Les buttes et les cantons des Îles-de-la-Madeleine racontent l’histoire d’une terre façonnée par le vent, la mer et les générations de Madelinots qui l’ont habitée. Qu’ils soient le décor de légendes, des repères pour les marins ou des lieux de vie pour la communauté, ils sont au cœur de l’identité insulaire.
Des hauteurs imposantes de la Big Hill aux contours légendaires de la Butte-du-Mort, en passant par les reliefs emblématiques des Demoiselles, les buttes des Îles-de-la-Madeleine ne se contentent pas de façonner le paysage. Elles nourrissent l’imaginaire collectif, témoignent d’un riche héritage culturel et servent de repères pour marins et habitants.
Les cantons, eux, ancrés dans la mémoire des Madelinots, sont bien plus que de simples divisions géographiques. Ils représentent le premier repère d’appartenance, une toile de fond indissociable du quotidien insulaire.
Les buttes : sentinelles du paysage et gardiennes d’histoires
Sur l’Île d’Entrée, la Big Hill domine l’archipel du haut de ses 174 mètres. Visible dès l’arrivée en bateau, elle offre un panorama à couper le souffle et un havre de paix aux troupeaux de vaches qui y paissent en liberté.
Non loin, sur l’Île Brion, la Butte-du-Mort alimente les légendes. Anselme Chiasson rapporte qu’un naufragé y monta la garde avec la cloche du navire, guettant une voile à l’horizon. Il ne redescendit jamais, son corps retrouvé au pied d’un arbre, renforçant le mystère qui entoure ce lieu.
À Havre-Aubert, les Demoiselles incarnent l’histoire maritime de l’archipel.

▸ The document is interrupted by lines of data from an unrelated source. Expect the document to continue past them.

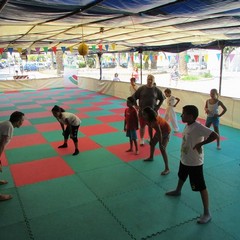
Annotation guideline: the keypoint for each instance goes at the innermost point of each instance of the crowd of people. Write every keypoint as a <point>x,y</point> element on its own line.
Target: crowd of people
<point>143,111</point>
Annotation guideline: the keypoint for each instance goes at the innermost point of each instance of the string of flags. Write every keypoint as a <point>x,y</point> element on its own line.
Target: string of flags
<point>133,56</point>
<point>64,49</point>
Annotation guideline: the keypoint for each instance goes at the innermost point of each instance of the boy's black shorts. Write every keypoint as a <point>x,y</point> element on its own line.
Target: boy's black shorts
<point>195,174</point>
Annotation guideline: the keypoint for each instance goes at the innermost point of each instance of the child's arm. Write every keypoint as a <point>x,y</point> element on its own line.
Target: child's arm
<point>213,136</point>
<point>177,101</point>
<point>206,107</point>
<point>158,134</point>
<point>223,107</point>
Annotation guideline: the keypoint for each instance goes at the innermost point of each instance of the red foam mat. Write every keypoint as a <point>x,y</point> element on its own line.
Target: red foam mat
<point>26,140</point>
<point>39,170</point>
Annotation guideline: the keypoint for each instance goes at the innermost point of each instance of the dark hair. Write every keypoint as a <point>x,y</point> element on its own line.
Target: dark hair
<point>151,113</point>
<point>56,108</point>
<point>16,116</point>
<point>167,90</point>
<point>191,110</point>
<point>131,100</point>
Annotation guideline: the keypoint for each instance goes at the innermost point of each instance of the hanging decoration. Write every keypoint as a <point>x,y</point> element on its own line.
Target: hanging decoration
<point>37,50</point>
<point>83,47</point>
<point>113,46</point>
<point>231,56</point>
<point>187,58</point>
<point>196,58</point>
<point>1,50</point>
<point>63,49</point>
<point>19,50</point>
<point>54,49</point>
<point>10,50</point>
<point>206,57</point>
<point>45,49</point>
<point>100,47</point>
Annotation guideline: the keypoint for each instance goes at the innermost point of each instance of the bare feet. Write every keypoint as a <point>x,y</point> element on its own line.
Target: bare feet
<point>165,172</point>
<point>173,193</point>
<point>148,160</point>
<point>129,150</point>
<point>2,182</point>
<point>5,197</point>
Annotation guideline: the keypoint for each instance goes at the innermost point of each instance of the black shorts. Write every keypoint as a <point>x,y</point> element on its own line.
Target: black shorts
<point>195,174</point>
<point>74,132</point>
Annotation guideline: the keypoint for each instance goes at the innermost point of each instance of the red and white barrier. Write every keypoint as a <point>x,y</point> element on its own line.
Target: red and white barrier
<point>20,77</point>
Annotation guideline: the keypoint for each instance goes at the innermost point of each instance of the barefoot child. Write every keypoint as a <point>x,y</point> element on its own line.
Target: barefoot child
<point>131,124</point>
<point>195,135</point>
<point>211,109</point>
<point>161,136</point>
<point>70,124</point>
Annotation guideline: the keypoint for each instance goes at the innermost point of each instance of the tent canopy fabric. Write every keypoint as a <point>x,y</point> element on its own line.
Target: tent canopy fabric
<point>119,25</point>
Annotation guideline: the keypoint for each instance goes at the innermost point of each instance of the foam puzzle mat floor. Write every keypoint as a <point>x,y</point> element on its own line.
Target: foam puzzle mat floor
<point>105,193</point>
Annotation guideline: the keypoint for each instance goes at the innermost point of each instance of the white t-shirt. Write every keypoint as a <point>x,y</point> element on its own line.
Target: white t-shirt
<point>213,108</point>
<point>193,134</point>
<point>72,119</point>
<point>170,101</point>
<point>6,129</point>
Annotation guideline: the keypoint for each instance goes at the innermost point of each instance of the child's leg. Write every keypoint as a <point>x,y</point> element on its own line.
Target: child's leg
<point>206,217</point>
<point>177,191</point>
<point>66,134</point>
<point>216,129</point>
<point>204,196</point>
<point>136,145</point>
<point>131,145</point>
<point>164,154</point>
<point>74,137</point>
<point>165,159</point>
<point>153,143</point>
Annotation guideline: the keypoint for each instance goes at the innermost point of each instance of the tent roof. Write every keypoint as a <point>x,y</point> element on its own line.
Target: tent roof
<point>128,24</point>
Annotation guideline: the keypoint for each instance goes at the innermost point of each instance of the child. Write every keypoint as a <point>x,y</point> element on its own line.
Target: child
<point>195,135</point>
<point>161,136</point>
<point>133,86</point>
<point>6,133</point>
<point>116,78</point>
<point>211,109</point>
<point>170,114</point>
<point>131,124</point>
<point>72,123</point>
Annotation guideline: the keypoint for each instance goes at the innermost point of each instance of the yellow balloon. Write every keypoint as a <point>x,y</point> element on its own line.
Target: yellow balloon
<point>83,49</point>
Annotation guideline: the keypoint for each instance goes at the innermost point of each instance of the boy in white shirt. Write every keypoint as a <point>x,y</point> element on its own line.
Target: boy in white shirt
<point>195,135</point>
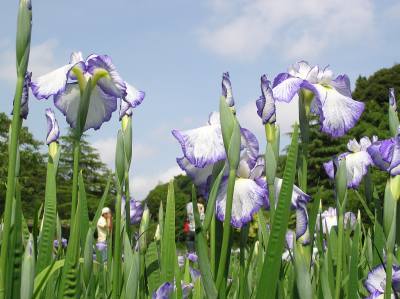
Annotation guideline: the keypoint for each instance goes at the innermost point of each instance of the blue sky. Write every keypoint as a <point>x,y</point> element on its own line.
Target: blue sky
<point>176,52</point>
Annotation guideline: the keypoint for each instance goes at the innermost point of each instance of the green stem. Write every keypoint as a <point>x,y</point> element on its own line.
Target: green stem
<point>77,153</point>
<point>227,227</point>
<point>212,245</point>
<point>117,249</point>
<point>339,254</point>
<point>127,206</point>
<point>12,160</point>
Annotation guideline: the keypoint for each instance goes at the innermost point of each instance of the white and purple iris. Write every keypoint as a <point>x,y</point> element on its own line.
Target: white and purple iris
<point>329,219</point>
<point>63,85</point>
<point>136,209</point>
<point>358,160</point>
<point>266,102</point>
<point>376,282</point>
<point>386,154</point>
<point>53,130</point>
<point>333,103</point>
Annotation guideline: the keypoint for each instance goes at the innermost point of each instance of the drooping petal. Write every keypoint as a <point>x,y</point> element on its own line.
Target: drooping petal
<point>286,89</point>
<point>202,146</point>
<point>301,221</point>
<point>100,110</point>
<point>164,291</point>
<point>52,83</point>
<point>248,198</point>
<point>25,95</point>
<point>338,112</point>
<point>198,175</point>
<point>227,89</point>
<point>386,155</point>
<point>299,198</point>
<point>266,103</point>
<point>112,85</point>
<point>392,99</point>
<point>53,130</point>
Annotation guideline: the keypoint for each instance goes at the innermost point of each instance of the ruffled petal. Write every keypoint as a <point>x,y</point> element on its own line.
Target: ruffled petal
<point>266,103</point>
<point>287,89</point>
<point>338,112</point>
<point>301,221</point>
<point>132,99</point>
<point>100,110</point>
<point>385,154</point>
<point>53,130</point>
<point>227,89</point>
<point>199,176</point>
<point>248,197</point>
<point>202,146</point>
<point>299,198</point>
<point>164,291</point>
<point>51,83</point>
<point>113,85</point>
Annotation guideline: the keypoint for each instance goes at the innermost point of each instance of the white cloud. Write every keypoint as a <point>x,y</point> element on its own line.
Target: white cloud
<point>106,149</point>
<point>296,28</point>
<point>140,185</point>
<point>42,59</point>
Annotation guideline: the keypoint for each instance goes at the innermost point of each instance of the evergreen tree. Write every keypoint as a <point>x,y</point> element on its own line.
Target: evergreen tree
<point>95,175</point>
<point>32,167</point>
<point>373,91</point>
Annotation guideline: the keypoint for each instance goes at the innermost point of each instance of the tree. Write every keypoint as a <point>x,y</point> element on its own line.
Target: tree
<point>95,175</point>
<point>32,167</point>
<point>373,91</point>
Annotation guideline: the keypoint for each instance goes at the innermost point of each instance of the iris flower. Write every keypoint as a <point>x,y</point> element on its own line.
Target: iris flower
<point>376,281</point>
<point>357,161</point>
<point>329,220</point>
<point>386,154</point>
<point>53,130</point>
<point>136,209</point>
<point>62,84</point>
<point>333,102</point>
<point>266,102</point>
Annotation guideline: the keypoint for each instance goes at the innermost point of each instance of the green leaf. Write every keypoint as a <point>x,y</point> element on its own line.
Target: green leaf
<point>270,273</point>
<point>168,251</point>
<point>202,252</point>
<point>353,269</point>
<point>49,219</point>
<point>152,268</point>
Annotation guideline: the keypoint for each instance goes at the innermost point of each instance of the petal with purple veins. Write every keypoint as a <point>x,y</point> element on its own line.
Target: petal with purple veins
<point>248,198</point>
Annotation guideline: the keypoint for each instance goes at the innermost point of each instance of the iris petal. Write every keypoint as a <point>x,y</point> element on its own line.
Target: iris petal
<point>202,146</point>
<point>248,198</point>
<point>100,110</point>
<point>339,112</point>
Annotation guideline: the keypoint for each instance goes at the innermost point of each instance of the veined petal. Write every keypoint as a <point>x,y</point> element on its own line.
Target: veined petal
<point>357,166</point>
<point>202,146</point>
<point>301,221</point>
<point>101,106</point>
<point>113,85</point>
<point>53,130</point>
<point>132,99</point>
<point>198,175</point>
<point>227,89</point>
<point>386,154</point>
<point>266,103</point>
<point>286,89</point>
<point>164,291</point>
<point>299,198</point>
<point>248,197</point>
<point>51,83</point>
<point>339,112</point>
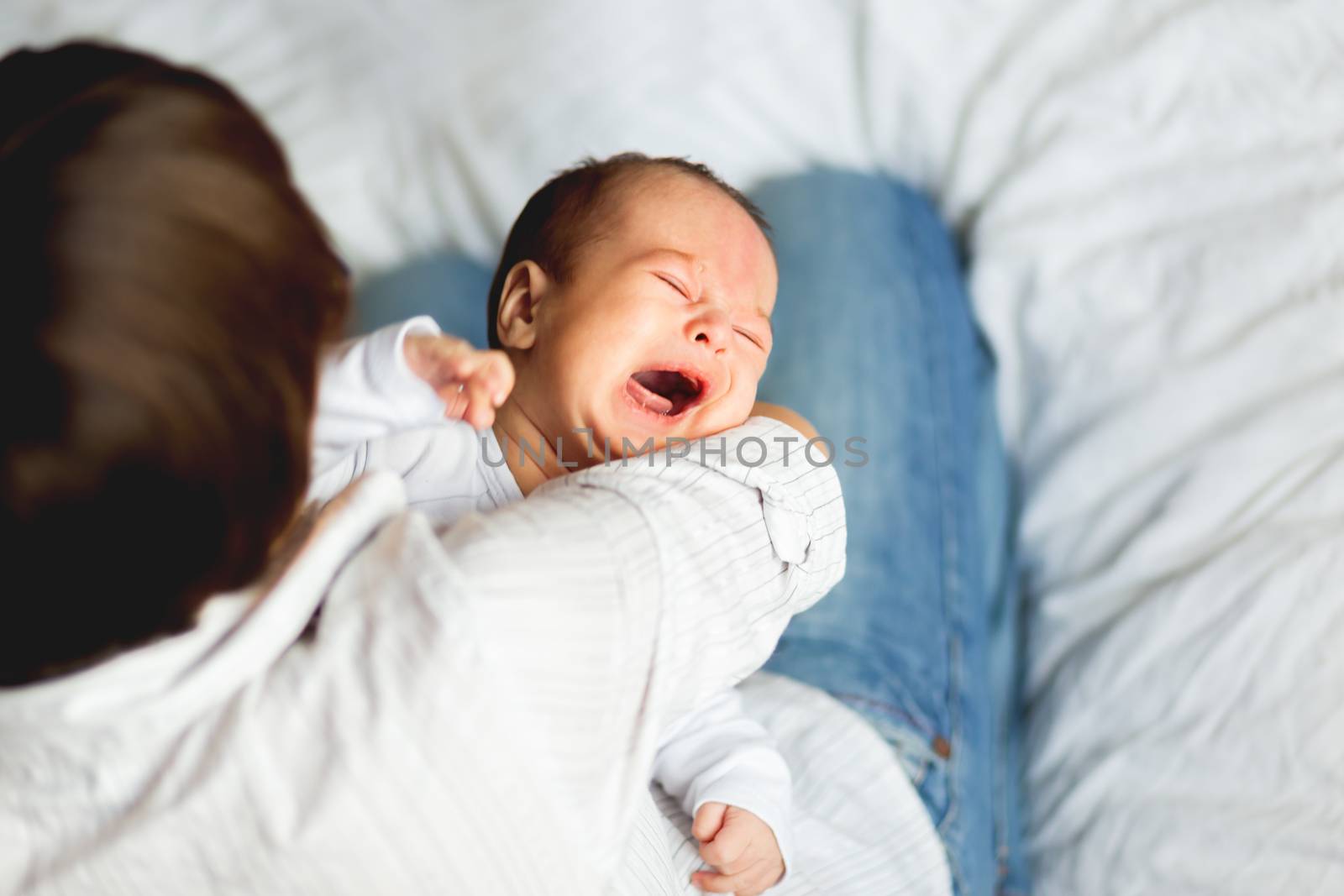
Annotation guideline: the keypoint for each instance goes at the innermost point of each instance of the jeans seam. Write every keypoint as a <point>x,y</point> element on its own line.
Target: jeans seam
<point>937,363</point>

Ancien point de refuge pour les navigateurs, elles se composent d’une butte plus élevée, la demoiselle, et d’une plus petite, la Butte de la Croix, où trône une croix bénie en 1811. Ce site offre une vue privilégiée sur l’Île d’Entrée et le site historique de La Grave.

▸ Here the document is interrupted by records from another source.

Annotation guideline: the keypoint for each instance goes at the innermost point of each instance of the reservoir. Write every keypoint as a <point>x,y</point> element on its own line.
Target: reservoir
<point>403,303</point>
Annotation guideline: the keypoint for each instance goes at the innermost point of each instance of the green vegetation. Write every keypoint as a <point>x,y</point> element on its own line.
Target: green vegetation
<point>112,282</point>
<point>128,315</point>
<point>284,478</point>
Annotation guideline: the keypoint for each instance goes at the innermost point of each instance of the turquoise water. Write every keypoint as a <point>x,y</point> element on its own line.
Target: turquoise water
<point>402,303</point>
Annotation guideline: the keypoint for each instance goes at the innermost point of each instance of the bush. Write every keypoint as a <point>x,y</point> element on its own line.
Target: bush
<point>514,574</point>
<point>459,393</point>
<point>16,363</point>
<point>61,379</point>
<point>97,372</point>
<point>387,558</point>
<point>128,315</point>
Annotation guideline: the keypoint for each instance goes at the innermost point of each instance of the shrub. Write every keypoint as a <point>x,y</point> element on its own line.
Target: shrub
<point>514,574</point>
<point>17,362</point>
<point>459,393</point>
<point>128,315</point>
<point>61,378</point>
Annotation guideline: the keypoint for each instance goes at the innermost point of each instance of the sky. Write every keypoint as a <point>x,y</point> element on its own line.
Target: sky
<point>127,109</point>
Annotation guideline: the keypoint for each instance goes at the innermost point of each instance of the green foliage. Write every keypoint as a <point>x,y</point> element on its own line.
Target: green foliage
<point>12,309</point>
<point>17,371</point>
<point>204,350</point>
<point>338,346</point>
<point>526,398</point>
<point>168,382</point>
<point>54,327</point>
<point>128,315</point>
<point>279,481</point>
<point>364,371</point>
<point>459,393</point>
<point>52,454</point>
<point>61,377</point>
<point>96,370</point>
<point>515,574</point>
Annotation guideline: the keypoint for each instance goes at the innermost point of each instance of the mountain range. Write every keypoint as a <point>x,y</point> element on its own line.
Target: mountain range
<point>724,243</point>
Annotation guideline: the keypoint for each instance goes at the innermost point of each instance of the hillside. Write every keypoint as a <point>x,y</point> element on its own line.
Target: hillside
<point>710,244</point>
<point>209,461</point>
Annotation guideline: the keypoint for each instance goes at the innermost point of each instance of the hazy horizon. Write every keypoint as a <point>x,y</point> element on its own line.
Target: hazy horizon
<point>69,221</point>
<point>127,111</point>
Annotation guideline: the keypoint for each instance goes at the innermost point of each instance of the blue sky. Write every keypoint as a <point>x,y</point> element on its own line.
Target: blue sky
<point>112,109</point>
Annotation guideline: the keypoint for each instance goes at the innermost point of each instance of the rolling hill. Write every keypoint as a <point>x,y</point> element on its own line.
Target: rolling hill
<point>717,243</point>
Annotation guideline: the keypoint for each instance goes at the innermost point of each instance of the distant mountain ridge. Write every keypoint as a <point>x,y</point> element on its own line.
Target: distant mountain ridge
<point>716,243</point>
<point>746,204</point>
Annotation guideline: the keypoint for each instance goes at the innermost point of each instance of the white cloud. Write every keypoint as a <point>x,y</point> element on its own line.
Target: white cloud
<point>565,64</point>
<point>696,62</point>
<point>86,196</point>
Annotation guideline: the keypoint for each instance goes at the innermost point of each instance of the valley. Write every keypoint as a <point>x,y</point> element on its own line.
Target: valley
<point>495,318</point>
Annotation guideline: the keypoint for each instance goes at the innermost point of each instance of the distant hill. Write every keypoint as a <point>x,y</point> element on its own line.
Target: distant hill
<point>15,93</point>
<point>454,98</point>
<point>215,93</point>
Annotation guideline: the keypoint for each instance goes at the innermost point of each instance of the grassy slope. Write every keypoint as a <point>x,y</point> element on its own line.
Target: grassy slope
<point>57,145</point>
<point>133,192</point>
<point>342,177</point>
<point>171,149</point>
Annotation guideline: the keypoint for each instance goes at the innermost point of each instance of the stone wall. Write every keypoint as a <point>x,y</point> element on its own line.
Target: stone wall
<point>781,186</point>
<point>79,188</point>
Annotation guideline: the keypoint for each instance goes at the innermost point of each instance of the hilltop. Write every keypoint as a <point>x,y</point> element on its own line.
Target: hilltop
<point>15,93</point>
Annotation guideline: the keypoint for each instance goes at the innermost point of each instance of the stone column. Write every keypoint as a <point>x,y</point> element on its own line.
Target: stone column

Plus au nord, à L’Étang-du-Nord, la Butte du Vent s’impose comme l’un des sommets les plus élevés de l’archipel. Abritant des tours de communication, elle attire les randonneurs en quête d’un panorama unique sur Havre-aux-Basques, Fatima et Havre-aux-Maisons. On y trouve également une source où certains viennent encore cueillir l’eau de Pâques, perpétuant une vieille tradition.

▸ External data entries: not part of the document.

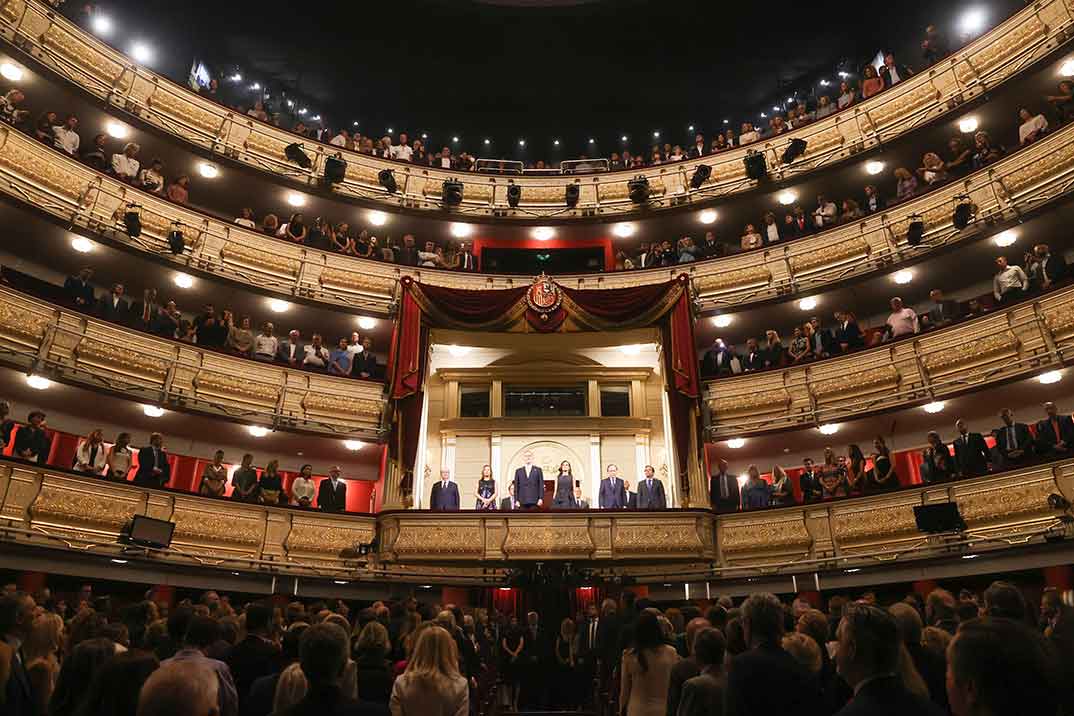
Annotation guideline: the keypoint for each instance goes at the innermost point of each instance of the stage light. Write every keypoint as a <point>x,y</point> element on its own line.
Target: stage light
<point>38,382</point>
<point>12,72</point>
<point>82,245</point>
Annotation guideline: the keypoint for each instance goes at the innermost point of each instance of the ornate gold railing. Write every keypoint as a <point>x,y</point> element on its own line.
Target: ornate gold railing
<point>998,55</point>
<point>1016,342</point>
<point>41,507</point>
<point>55,341</point>
<point>68,190</point>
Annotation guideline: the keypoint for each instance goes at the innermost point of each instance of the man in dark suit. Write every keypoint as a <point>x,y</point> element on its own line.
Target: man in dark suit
<point>256,656</point>
<point>1055,434</point>
<point>153,467</point>
<point>1013,441</point>
<point>971,453</point>
<point>445,495</point>
<point>868,660</point>
<point>724,494</point>
<point>528,483</point>
<point>651,492</point>
<point>114,307</point>
<point>612,495</point>
<point>332,493</point>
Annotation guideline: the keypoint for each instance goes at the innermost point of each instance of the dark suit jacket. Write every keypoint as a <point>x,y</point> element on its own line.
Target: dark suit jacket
<point>611,497</point>
<point>332,500</point>
<point>528,490</point>
<point>734,498</point>
<point>654,500</point>
<point>971,454</point>
<point>444,499</point>
<point>888,697</point>
<point>144,476</point>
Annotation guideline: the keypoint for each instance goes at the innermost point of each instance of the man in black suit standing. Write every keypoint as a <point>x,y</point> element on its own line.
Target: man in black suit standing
<point>528,483</point>
<point>1055,434</point>
<point>724,490</point>
<point>612,494</point>
<point>445,495</point>
<point>868,660</point>
<point>971,453</point>
<point>332,493</point>
<point>651,492</point>
<point>153,467</point>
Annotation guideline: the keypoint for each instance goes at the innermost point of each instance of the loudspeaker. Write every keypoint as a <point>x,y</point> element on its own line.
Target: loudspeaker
<point>335,170</point>
<point>935,519</point>
<point>794,150</point>
<point>756,167</point>
<point>701,175</point>
<point>294,154</point>
<point>452,192</point>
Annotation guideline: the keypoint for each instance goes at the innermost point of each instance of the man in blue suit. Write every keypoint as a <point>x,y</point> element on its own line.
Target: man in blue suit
<point>528,483</point>
<point>445,494</point>
<point>612,491</point>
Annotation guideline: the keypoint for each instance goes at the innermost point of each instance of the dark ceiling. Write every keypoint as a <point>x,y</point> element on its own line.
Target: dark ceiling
<point>536,70</point>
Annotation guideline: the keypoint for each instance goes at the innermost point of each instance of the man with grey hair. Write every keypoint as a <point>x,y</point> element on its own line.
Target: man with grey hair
<point>753,674</point>
<point>868,660</point>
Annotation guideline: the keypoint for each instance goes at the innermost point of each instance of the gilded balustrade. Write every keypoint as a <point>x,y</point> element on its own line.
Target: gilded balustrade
<point>40,507</point>
<point>1016,342</point>
<point>998,55</point>
<point>39,336</point>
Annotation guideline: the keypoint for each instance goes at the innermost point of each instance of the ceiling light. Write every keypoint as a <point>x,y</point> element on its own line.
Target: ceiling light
<point>12,72</point>
<point>1005,238</point>
<point>874,167</point>
<point>461,230</point>
<point>116,130</point>
<point>82,245</point>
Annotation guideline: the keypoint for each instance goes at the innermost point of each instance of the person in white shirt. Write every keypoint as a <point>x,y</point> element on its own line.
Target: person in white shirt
<point>1031,128</point>
<point>66,136</point>
<point>1010,283</point>
<point>125,165</point>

À Havre-aux-Maisons, la Butte Ronde, surplombant le phare du Cap Alright, est auréolée de mystère. On raconte qu’un trésor y serait enfoui, à un endroit d’où l’on peut voir les sept îles de l’archipel. Près d’elle, les Buttes Pelées, rongées par l’exploitation d’une carrière, ont fait l’objet de nombreuses mobilisations citoyennes pour la préservation de leur richesse naturelle.
Enfin, à Grosse-Île, la Rock Forest et le Cap Dauphin sont des lieux prisés des amateurs de plein air, rappelant que les buttes des Îles sont aussi des terrains de jeux naturels pour les randonneurs, skieurs et amoureux de la nature.
Les cantons : des territoires d’appartenance encore bien vivants
Si les buttes sont les gardiennes des paysages madelinots, les cantons en sont l’âme vivante. Loin d’être de simples repères administratifs, ces territoires portent une identité propre, transmise de génération en génération.
Des noms comme Portage-du-Cap, Gros-Cap, Cap-Vert, Pointe-aux-Loups ou Dune-du-Sud évoquent non seulement des lieux, mais aussi des modes de vie, des souvenirs et un attachement profond à la terre et à la mer. Chaque canton possède sa butte, son étang, sa plage, des éléments naturels qui définissent son caractère unique.
Les cantons sont aussi marqués par l’histoire humaine. Les maisons y sont dispersées sur des îlots rocheux, préservant ainsi les espaces naturels. Les noms de famille y dessinent encore des «renclos», ces regroupements familiaux qui témoignent d’un passé où les liens de parenté dictaient l’organisation du territoire.
Ils sont aussi synonymes de rassemblements. L’étang du canton servait jadis de terrain de hockey en hiver et accueillait au printemps les oiseaux migrateurs qui, le temps d’une saison, devenaient eux aussi résidents du territoire. Le bord de mer, quant à lui, fut le témoin de l’époque où les quais grouillaient d’activité et où le travail des pêcheurs dictait le rythme de la vie locale.
Aujourd’hui encore, alors que certains sites disparaissent sous l’effet de l’érosion ou de l’activité humaine, il devient essentiel de préserver ces joyaux naturels et de perpétuer leur histoire. Car si les paysages évoluent, l’attachement des Madelinots à leurs buttes et à leurs cantons, lui, demeure intact.